Let $R$ be a commutative ring, and $M$ an $R$-module. An $R$-submodule $N$ of $M$ is said to be essential if for any $R$-submodule $U$, $U \cap N = \{ 0 \}$ then $U = \{ 0 \}$.
My problem is the following:
Let $\phi:X \rightarrow Y, \psi:Y \rightarrow Z$ be homomorphisms of $R$-modules. Suppose that $\phi(X)$ is essential and $\psi \circ \phi$ is injective. Prove that $\psi$ is injective.

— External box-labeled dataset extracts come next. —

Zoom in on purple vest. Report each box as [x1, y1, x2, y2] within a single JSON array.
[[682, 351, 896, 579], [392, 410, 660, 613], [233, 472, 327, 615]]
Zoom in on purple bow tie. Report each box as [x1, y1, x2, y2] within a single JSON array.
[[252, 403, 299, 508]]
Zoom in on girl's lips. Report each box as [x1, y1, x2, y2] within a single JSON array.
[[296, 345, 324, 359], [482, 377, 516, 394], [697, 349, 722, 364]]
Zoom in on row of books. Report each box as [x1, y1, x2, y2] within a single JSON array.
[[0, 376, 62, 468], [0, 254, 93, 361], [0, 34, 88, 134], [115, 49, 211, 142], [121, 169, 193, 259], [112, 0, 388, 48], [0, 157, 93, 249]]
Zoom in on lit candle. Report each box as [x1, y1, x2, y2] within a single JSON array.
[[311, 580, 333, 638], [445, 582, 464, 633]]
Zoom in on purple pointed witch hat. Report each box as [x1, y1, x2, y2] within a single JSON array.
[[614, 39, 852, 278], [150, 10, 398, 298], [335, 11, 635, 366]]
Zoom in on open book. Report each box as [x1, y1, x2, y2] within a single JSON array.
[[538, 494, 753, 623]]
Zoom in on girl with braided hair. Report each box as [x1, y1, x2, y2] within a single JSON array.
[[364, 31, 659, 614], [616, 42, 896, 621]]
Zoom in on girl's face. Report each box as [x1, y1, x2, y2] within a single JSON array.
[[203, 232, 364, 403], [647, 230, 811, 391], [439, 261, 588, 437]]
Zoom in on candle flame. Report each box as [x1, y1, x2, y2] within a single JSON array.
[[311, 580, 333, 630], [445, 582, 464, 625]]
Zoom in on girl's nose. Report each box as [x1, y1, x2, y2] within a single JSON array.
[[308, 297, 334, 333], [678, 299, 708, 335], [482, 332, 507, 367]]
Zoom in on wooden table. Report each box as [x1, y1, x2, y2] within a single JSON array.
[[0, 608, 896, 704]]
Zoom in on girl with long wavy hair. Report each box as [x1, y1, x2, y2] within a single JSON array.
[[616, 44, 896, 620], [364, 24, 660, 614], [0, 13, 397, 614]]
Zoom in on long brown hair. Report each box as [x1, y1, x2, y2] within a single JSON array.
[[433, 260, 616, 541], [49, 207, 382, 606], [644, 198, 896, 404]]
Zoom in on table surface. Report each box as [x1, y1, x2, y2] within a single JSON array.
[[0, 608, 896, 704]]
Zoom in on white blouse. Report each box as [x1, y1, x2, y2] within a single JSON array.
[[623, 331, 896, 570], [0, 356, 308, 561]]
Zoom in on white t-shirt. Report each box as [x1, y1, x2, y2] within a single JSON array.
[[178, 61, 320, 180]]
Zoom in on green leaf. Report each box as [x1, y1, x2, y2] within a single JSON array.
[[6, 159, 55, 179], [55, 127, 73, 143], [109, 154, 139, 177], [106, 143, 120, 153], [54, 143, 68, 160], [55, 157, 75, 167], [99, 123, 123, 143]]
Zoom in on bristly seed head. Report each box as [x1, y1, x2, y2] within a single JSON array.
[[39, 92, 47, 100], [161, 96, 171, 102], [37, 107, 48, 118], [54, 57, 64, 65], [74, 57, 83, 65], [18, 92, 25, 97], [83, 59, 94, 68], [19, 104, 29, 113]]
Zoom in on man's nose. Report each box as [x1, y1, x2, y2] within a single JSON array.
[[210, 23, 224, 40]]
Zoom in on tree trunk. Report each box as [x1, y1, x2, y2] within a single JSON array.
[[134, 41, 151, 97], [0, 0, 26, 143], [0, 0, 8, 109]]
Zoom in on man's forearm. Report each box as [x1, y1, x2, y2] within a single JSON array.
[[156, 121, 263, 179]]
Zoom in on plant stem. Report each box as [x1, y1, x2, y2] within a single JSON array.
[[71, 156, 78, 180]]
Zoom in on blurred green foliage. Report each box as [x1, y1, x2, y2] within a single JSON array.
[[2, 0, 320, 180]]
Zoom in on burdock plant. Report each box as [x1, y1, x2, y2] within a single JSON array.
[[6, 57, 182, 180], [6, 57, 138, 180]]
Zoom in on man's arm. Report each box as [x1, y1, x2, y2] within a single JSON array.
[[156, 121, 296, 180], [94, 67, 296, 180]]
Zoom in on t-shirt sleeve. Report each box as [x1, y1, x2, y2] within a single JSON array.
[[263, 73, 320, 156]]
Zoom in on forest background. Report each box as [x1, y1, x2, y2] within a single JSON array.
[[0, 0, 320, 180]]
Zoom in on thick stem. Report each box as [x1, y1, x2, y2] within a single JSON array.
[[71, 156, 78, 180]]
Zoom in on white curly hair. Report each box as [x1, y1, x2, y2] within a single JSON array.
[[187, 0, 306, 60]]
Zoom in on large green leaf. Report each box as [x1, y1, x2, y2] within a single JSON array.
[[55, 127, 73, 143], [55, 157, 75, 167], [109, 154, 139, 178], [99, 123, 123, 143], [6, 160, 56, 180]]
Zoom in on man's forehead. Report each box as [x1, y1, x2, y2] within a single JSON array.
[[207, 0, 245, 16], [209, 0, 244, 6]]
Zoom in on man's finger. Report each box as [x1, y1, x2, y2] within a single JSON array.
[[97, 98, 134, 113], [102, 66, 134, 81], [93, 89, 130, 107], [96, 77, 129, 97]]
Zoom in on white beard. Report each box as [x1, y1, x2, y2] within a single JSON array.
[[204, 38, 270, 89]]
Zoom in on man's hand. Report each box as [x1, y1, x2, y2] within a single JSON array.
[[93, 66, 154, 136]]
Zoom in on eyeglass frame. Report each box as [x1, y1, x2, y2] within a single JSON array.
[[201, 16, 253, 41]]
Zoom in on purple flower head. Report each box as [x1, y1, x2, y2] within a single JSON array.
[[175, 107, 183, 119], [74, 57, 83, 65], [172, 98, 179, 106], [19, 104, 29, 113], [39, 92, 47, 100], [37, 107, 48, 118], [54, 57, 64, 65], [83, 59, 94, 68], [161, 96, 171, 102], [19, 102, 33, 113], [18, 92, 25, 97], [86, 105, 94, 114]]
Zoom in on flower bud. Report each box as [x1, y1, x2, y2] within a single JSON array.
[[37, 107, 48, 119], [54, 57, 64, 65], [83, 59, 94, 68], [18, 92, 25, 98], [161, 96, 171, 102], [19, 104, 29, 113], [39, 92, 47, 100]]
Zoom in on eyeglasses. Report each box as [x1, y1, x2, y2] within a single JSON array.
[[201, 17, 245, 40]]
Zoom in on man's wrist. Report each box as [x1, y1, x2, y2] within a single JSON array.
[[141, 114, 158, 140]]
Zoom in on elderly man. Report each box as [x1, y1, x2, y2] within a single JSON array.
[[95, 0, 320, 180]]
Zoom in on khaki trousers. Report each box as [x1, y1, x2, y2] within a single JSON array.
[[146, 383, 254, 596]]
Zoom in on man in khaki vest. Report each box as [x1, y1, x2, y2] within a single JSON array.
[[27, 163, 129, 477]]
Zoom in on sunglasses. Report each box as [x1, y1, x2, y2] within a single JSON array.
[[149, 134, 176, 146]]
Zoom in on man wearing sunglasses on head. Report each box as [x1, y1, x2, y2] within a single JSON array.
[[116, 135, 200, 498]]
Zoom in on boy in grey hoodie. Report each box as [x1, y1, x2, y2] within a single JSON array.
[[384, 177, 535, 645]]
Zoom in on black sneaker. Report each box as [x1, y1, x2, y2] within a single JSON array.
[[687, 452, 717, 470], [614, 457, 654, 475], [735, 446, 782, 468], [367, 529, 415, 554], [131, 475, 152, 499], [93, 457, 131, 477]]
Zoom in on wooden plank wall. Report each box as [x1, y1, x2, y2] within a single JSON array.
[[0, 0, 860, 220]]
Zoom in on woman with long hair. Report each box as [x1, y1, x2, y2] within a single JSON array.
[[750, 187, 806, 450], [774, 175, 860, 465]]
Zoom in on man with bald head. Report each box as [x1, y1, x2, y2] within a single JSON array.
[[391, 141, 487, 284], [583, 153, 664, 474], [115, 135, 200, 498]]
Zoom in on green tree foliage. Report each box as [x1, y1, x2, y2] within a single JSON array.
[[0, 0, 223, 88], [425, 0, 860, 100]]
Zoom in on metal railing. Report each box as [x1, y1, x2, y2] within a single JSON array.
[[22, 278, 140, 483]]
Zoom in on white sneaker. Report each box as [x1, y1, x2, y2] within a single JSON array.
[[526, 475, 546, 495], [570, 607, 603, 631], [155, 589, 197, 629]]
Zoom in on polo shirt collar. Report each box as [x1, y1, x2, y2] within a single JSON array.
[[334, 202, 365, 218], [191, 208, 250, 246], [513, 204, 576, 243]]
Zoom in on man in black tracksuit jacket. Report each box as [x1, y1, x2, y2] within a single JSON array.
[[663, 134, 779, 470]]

My attempt: Assume that we have $\psi(y_1)=\psi(y_2)$ for some $y_1,y_2 \in Y$. Note that $\phi(X)$ is essential, by statement in here there exist $r_1,r_2 \in R\setminus\{0\}$ such that $r_1y_1=\phi(x_1), r_2y_2=\phi(x_2)$ for some $x_1,x_2 \in X$. It follows that, $$\psi \circ \phi(r_2x_1)=r_2\psi \circ \phi(x_1)=r_2\psi(r_1y_1)=r_1r_2\psi(y_1)=r_1r_2\psi(y_2)=r_1\psi \circ \phi(x_2)=\psi \circ \phi(r_1x_2).$$ So the injectivity of $\psi \circ \phi$ implies that $r_2x_1=r_1x_2$. Thus, $$r_1r_2y_1=r_2\phi(x_1)=r_1\phi(x_2)=r_1r_2y_2.$$ We conclude that $y_1=y_2$(?) i.e. $\psi$ is injective.
It seems a fake proof because $r_1r_2$ may not a unit of $R$ in general. Does this approach help me closer the actual proof? Thanks for looking at it.